December 7, 2015 at 10:41 am
Hi Grant, thank you for your eagle eyes! Well spotted mistakes in all of these cases: missing RowCount, missing closing quote in read.csv(), and requiring the GGPLOT2 library.
Many thanks!
Nick
December 7, 2015 at 10:45 am
Hi Barnaby, thank you for putting it all together in one script. I think you have pretty much answered everyone's questions in one great post! 🙂 Do you think it is worth adding a line to explicitly close the ODBC connections?
Cheers,
Nick
December 7, 2015 at 11:11 am
nick.dale.burns (12/7/2015)
Hi Barnaby, thank you for putting it all together in one script. I think you have pretty much answered everyone's questions in one great post! 🙂 Do you think it is worth adding a line to explicitly close the ODBC connections?Cheers,
Nick
No worries. It is my first time using R so wanted to create the script for myself. I haven't worked out how to close the connection yet 😀 but yeah, probably a good idea!
December 7, 2015 at 11:32 am
Your first time? Wow - you are flying! This should close your connection:
odbcClose(dbhandle)
Regards,
Nick
December 7, 2015 at 2:33 pm
Great Post. R is an oiutstanding language and tool. I changed the query as shown below:
NOTE: note the line comment about hidden internal tables which may occasionally provide some useful information.
select
db_name() as database_name
, object_name(ops.object_id) as [Table Name]
, idx.nameas [Index name]
, idx.type_descas description
, sysidx.rowcntas row_count
, sum(ops.range_scan_count) as [Range Scans]
, sum(ops.singleton_lookup_count) as [Singleton Lookups]
, sum(ops.row_lock_count) as [Row Locks]
, sum(ops.row_lock_wait_in_ms) as [Row Lock Waits (ms)]
, sum(ops.page_lock_count) as [Page Locks]
, sum(ops.page_lock_wait_in_ms) as [Page Lock Waits (ms)]

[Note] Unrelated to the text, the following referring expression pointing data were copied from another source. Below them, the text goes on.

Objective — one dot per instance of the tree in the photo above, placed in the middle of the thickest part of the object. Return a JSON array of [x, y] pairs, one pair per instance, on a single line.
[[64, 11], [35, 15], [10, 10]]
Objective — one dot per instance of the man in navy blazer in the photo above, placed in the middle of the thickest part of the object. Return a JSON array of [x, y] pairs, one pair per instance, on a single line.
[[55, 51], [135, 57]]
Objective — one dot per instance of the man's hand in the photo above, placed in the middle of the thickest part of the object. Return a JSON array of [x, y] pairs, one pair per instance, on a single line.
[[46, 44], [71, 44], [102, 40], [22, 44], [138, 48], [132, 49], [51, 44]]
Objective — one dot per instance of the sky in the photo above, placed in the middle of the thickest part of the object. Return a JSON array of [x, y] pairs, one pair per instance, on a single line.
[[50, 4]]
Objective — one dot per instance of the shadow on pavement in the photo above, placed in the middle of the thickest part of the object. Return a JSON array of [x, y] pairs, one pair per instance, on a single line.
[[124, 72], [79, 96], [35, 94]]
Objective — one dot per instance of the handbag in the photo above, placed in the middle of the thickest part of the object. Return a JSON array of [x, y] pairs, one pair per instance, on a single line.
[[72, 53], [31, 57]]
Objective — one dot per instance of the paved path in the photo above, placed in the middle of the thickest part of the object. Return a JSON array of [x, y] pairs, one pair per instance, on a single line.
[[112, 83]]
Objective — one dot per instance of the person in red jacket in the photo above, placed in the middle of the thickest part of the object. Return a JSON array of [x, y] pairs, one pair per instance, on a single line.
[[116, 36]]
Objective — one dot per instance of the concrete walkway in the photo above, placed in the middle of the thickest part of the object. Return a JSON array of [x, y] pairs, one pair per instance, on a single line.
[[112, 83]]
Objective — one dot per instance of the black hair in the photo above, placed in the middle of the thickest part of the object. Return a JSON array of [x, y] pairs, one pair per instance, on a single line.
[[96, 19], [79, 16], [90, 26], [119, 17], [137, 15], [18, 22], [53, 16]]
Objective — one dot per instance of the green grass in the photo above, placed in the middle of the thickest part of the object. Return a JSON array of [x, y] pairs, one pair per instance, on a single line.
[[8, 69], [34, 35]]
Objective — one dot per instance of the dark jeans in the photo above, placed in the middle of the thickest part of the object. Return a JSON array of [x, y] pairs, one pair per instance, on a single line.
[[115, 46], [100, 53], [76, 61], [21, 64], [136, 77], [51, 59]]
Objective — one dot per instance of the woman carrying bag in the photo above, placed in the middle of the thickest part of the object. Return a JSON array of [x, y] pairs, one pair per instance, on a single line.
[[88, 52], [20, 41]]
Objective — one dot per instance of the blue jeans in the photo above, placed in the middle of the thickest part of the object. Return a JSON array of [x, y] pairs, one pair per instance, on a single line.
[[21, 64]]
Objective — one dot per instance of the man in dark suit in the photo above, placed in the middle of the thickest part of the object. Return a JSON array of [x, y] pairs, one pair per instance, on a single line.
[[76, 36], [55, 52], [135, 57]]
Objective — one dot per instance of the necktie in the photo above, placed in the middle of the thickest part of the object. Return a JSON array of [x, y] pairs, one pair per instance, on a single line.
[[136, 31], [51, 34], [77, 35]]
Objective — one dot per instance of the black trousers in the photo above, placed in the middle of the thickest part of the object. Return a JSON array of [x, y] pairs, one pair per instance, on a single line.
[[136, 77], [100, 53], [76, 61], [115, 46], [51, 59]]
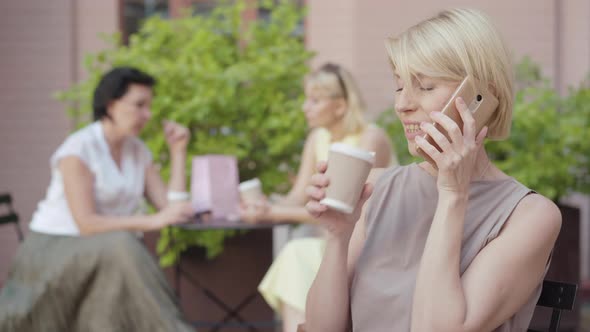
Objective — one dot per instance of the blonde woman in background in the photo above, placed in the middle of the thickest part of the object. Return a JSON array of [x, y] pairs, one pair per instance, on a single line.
[[334, 111], [446, 247]]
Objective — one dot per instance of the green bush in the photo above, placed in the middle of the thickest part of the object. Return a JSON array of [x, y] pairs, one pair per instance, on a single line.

, sum(ops.page_io_latch_wait_in_ms) as [Page IO Latch Wait (ms)]
from
sys.dm_db_index_operational_stats(null,null,NULL,NULL) as ops
inner join
sys.indexes as idx
on idx.object_id = ops.object_id
and
idx.index_id = ops.index_id
inner join
sys.sysindexes as sysidx
on idx.object_id = sysidx.id
where
ops.object_id > 100
and
sysidx.indid not in (1, 2) -----get rid of hidden system tables
group by ops.object_id, idx.name, idx.type_desc, sysidx.rowcnt
order by [RowCnt] desc
Also, in my query I am not getting decimal numbers < 1 as you have gotten in your first chart. Am I doing something wrong?
Bill Bergen
December 7, 2015 at 2:45 pm
Hi Bill, nice changes adding in additional identifying data such as database name and index name. The exact values you get will obviously vary from one database to another, but I also suspect that I might have normalised this data (scaled it so that all the measures were directly comparable). I would have to double check that.
But ultimately, this is an attempt to guide further investigation towards critical bottlenecks and exclude non-critical tables. It is perhaps best described as an exploratory method and certainly not fixed in stone.
Regards,
Nick
December 7, 2015 at 2:56 pm
We've just started charting performance data with ggplot in R using the RODBC library to pull the data directly into RStudio from SQL Server. Of course you can chart in Excel but it's soooo much more laborious.
Plotting time-series of performance data is proving useful, but finding problems using machine learning techniques is a fantastic idea. Thank you!
December 7, 2015 at 3:02 pm
Hi Matthew - thank you for your response, glad you like the article. Love your idea of pulling out time-series metrics for performance! What a great opportunity to use R for real-time anomaly detection!!!
Cheers,
Nick
December 7, 2015 at 3:59 pm
matthew.x.greer (12/7/2015)
We've just started charting performance data with ggplot in R using the RODBC library to pull the data directly into RStudio from SQL Server. Of course you can chart in Excel but it's soooo much more laborious.Plotting time-series of performance data is proving useful, but finding problems using machine learning techniques is a fantastic idea. Thank you!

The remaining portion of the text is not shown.